Joint Source-Channel Vector Quantization for Compressed Sensing

TL;DR

This paper develops and analyzes joint source-channel vector quantization schemes for compressed sensing measurements, introducing optimal and low-complexity designs with theoretical bounds and practical algorithms.

Contribution

It presents a new framework for optimal JSCC of CS measurements, including the design of channel-optimized VQ schemes and low-complexity multi-stage VQ methods.

Findings

Theoretical lower-bound on MSE performance derived.

Proposed iterative algorithms for encoder-decoder design.
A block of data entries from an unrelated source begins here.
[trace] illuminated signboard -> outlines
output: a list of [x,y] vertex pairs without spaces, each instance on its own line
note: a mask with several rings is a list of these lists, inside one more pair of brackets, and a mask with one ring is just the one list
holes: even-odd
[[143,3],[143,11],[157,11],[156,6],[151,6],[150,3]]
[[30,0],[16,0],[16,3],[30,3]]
Simulation results show improved performance over existing quantizers.

Abstract

We study joint source-channel coding (JSCC) of compressed sensing (CS) measurements using vector quantizer (VQ). We develop a framework for realizing optimum JSCC schemes that enable encoding and transmitting CS measurements of a sparse source over discrete memoryless channels, and decoding the sparse source signal. For this purpose, the optimal design of encoder-decoder pair of a VQ is considered, where the optimality is addressed by minimizing end-to-end mean square error (MSE). We derive a theoretical lower-bound on the MSE performance, and propose a practical encoder-decoder design through an iterative algorithm. The resulting coding scheme is referred to as channel- optimized VQ for CS, coined COVQ-CS. In order to address the encoding complexity issue of the COVQ-CS, we propose to use a structured quantizer, namely low complexity multi-stage VQ (MSVQ). We derive new encoding and decoding conditions for the MSVQ, and then propose a practical encoder-decoder design algorithm referred to as channel-optimized MSVQ for CS, coined COMSVQ-CS. Through simulation studies, we compare the proposed schemes vis-a-vis relevant quantizers.